Seit 15 Jahren ist der Förderkreis aktiv

Die ehemalige Synagoge liegt in der Mitte von Vöhl und ist vom Förderkreis restauriert worden. Archivfoto: nh

Vöhl. Sie erinnern an das christlich-jüdische Zusammenleben in Vöhl, an frühere jüdische Bürger und deren Kultur, sie erhalten die ehemalige Synagoge und bieten seit Jahren hochklassige Konzerte an: Im November feiert der Verein zur Förderung der alten Synagoge Vöhl sein 15-jähriges Bestehen.

Die Mitglieder des Förderkreises Synagoge in Vöhl engagieren sich auf vielfältige Weise. Der Verein wird am 9. November 15 Jahre alt.

Zum Jahrestag veranstaltet der Förderkreis mit der evangelischen Kirche wieder eine Gedenkveranstaltung zur Reichspogromnacht 1938. Dann will der Verein auch an die vergangenen Jahre seit seiner Gründung 1999 erinnern, kündigt Beisitzer Karl-Heinz Stadtler an. Am Samstag, 8. November, tritt die Gruppe „Aufwind“ in der Synagoge auf. Sie spielt jiddische Lieder und Klezmermusik.

Ein Programm mit zehn Konzerten im nächsten Jahr steht bereits, Ausstellungen werden gezeigt, und ein neues Archiv für Bücher und Filme ist geplant. Der Verein mit mehr als 200 Mitgliedern ist aktiv und lockt Besucher aus ganz Deutschland an - auch über den Tod des früheren Vorsitzenden Kurt-Willi Julius hinaus.
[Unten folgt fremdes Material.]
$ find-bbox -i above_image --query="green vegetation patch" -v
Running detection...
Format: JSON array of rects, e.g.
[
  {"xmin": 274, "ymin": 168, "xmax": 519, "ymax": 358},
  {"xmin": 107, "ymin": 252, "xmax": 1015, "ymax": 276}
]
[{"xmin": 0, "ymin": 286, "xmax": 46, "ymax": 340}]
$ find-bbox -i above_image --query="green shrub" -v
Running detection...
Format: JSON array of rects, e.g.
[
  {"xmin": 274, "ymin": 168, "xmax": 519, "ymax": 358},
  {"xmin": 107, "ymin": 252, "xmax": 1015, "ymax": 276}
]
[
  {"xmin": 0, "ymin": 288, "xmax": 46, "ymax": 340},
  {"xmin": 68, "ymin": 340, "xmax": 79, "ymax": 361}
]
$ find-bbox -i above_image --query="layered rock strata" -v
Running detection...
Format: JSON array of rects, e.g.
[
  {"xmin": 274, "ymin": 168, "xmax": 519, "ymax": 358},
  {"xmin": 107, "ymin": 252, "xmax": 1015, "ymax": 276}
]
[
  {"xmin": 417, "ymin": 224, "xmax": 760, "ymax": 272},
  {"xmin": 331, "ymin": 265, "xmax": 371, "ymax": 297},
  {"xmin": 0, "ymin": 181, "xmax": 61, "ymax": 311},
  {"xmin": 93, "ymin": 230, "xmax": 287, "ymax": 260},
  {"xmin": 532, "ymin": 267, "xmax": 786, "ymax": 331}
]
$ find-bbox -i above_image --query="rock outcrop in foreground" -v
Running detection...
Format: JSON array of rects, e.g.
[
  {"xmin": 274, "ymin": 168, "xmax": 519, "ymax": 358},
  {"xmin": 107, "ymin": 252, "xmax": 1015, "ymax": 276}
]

Er starb im März dieses Jahres. Die Synagoge und der Förderkreis lagen ihm besonders am Herzen. Der neue Vorstand mit der kommissarischen Vorsitzenden Ingeborg Drüner setzt die Arbeit fort und pflegt die Webseite.

Ein Projekt ist derzeit der Ausbau des Dachbodens. Alle Räume in dem Fachwerkhaus sind für Veranstaltungen und Ausstellungen belegt. Viele Exponate, Filmrollen und Bücher sollen einen guten Platz bekommen. Dafür soll nun ein Archiv- und Arbeitsraum entstehen. In ehrenamtlicher Arbeit wird dort gebaut. Doch der Platz werde nicht ausreichen, sagt Karl-Heinz Stadtler.

Informationen:

unter www.synagoge-voehl.de

Daher sucht der Verein in Vöhl nach weiteren Räumen, für die er zwar keine Miete zahlen könne, sich aber an den Heiz- und Stromkosten beteiligen würde. „Wir brauchen zusätzlich ein bis zwei Räume“, sagt Stadtler. Aus einem aufgelösten Haushalt in Frankenau hat der Förderkreis Judaica-Bücher bekommen, die ungefähr 40 Quadratmeter Platz in Anspruch nehmen. Diese Literatur über jüdische Geschichte und Kultur und über Judenverfolgung müsse gelagert werden. Außerdem gebe es Akten über Opfer des Holocausts vom Internationalen Suchdienst (ITS). „Wir wollen diese Dinge für jeden Interessierten zur Verfügung stellen.“ Der Verein plant noch mehr Neues: Zum Gedenken an 70 Jahre Befreiung von der NS-Diktatur soll im nächsten Jahr eine 90-Jährige über ihre Haft im Lager von Auschwitz mit Gesang und Erzählungen berichten. Sie spielte damals im Orchester des Vernichtungslagers mit. „Wenn Häftlinge zur Arbeit das Lager verließen und wiederkamen, spielte die Kapelle auf dem Appellplatz in der Mitte des Lagers“, erklärt Stadtler. (srs)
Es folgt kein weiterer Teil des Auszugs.